Çünkü Eğitim Sen’in ihtiyaç duyduğu şeyin kağıt üzerinde kalacak “programlar” değil, yeni bir yapı, hareket tarzı ve ruh olduğu ortada. Bu ihtiyaçların giderilmesi için de, örgütün en ücra köşesinden merkezine kadar uzanan, bütün örgütü seferber eden, üretenlerin kendi sendikalarında kendilerini yöneten olarak hissetmesini sağlayacak, açık ve etkilenebilir bir sürecin yaşanması zorunlu. Mevcut yönetimin istifa edip, yerini bütün sendikal grupların üzerinde az çok mutabakat oluşturduğu bir “yeniden kuruluş inisiyatifi”ne bırakması böyle bir sürecin birinci şartı. İkinci şart ise program kurultayının, ulaşılan sonuçları tüzük hükmüne dönüştürecek bir delegasyonla, bir “Kurucu Meclis” çalışması olması. Aksi takdirde, Kutsal İttifak oligarşisinin “siz konuşun, sonra bakarız” havasıyla daha önce yaptığı konferanslardan daha fazlası olmayacaktır.
Bu tartışma yine de yapılacaktır. Hareketinin yükünü yıllardır omuzlarında taşıyan ilerici, devrimci öğretmenler, emeklerine sahip çıkacaklardır. Bu tartışma yalnızca eğitim emekçilerinin bir “iç tartışması” da değildir. Çünkü sorunun özü, Türkiye işçi sınıfı hareketinin en önemli yenilenme olanağının, “kamu çalışanları hareketinin memur sendikacılığı hareketine dönüştürülmesi” yoluyla heder edilmesidir. Eğitim Sen’in bugün düştüğü durumu, eğitim emekçileri hareketini “kendi içinde” değerlendirerek de anlayamayız.
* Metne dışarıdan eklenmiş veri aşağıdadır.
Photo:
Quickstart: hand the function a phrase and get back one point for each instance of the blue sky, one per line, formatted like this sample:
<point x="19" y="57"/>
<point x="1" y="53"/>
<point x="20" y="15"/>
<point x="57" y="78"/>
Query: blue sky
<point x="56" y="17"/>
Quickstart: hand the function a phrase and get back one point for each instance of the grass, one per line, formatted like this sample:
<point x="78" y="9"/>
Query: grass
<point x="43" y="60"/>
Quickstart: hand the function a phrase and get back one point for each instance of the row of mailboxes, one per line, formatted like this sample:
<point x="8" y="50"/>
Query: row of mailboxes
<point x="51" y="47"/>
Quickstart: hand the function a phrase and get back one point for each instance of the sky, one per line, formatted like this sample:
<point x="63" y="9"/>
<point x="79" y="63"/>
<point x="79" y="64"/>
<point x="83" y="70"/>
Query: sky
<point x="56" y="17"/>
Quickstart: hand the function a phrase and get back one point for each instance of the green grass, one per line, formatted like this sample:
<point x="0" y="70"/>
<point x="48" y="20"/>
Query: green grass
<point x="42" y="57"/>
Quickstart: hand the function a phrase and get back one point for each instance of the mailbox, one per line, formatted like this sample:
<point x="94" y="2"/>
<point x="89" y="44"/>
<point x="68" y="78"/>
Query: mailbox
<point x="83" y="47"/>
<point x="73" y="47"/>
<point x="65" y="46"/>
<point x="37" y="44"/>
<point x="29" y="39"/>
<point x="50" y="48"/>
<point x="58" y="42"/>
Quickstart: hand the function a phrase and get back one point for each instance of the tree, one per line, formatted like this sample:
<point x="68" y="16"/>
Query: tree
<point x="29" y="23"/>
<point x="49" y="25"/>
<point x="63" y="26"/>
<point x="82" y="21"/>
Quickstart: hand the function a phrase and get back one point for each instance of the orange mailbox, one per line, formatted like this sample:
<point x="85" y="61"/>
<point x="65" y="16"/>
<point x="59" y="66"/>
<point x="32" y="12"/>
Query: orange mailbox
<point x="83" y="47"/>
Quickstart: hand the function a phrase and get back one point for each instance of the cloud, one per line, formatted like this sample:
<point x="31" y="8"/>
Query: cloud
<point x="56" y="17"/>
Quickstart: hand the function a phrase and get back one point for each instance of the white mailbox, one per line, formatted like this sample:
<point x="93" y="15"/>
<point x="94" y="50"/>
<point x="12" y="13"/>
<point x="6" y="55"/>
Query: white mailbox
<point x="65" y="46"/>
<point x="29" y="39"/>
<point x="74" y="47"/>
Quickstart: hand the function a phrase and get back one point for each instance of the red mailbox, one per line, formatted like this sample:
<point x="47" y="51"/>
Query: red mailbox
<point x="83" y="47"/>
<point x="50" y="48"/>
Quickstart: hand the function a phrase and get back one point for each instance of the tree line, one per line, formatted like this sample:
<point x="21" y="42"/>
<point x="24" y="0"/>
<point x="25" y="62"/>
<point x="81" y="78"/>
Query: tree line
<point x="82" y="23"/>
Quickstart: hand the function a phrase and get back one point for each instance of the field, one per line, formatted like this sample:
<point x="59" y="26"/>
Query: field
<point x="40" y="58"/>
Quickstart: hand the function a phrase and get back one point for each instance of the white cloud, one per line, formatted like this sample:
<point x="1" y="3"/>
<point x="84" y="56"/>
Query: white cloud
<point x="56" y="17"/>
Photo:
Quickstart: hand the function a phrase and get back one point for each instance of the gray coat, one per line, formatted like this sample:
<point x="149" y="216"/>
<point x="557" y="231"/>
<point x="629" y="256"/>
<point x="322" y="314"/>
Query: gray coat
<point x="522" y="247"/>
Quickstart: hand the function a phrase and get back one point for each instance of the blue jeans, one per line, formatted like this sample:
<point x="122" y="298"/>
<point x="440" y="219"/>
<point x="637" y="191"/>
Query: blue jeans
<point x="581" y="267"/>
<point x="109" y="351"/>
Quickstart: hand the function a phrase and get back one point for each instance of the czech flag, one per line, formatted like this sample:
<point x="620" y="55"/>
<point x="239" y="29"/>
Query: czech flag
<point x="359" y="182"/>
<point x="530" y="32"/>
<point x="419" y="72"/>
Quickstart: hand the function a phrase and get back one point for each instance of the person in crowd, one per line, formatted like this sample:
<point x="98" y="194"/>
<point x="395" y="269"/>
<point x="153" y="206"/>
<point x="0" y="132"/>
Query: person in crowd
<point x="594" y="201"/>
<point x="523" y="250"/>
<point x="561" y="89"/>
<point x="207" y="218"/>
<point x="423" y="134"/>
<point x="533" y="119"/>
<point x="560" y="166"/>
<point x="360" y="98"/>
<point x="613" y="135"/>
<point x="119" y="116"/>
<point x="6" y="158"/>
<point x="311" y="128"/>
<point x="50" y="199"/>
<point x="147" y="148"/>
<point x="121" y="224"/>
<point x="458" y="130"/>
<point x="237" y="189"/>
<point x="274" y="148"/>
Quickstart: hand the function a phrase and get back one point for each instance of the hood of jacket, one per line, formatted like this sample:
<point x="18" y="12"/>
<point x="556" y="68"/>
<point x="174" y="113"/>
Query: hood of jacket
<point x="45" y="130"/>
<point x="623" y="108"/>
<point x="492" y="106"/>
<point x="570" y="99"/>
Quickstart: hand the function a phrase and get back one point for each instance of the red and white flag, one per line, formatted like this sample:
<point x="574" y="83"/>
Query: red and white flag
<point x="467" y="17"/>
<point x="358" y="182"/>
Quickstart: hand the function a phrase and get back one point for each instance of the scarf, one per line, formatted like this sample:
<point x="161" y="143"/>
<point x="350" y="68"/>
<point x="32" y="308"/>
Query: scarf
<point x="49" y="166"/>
Kamu çalışanları hareketi, Türkiye solunun “büyük merkezleri” tarafından geleneksel sendikal hareketin kuyruğuna takılmış ve tüketilmiştir. Eğitim Sen’in bugünkü durumu bu genel tükenişin bir parçasıdır.
Eğitim Sen’in eğitim emekçilerini kucaklayan, harekete geçiren ve örgütleyen mücadele ve örgütlenme çizgisinden kopuşu bu sürecin içerisinde gerçekleşti.
Yalnızca sendikal yönetimi paylaşma üzerine kurulu olan “Kutsal İttifak”ın bileşenleri, sendikal mücadelenin politik bağlamı konusunda sürekli belirsizlik halinde kaldı. DSD Avrupa Birliği sürecinden medet umuyor, Yurtseverler emperyalizmin bölge politikalarının ve neo-liberalizmin “özerkleşmeyi teşvik eden” düzenlemelerinin olumlu sonuçlar yaratabileceğini düşünüyor, Sendikal Birlik MGK güdümlü bir politika ile devlet içinde destek arıyor, Emek grubu Türk-İş’i “işçi sınıfı hareketinin merkezi” olarak görüyordu. Bu politik konumlanışlardan hareketle ne neo-liberalizme, ne emperyalizme, ne militarizme karşı net sendikal stratejiler ve taktikler geliştirilemezdi. Geliştirilmedi de.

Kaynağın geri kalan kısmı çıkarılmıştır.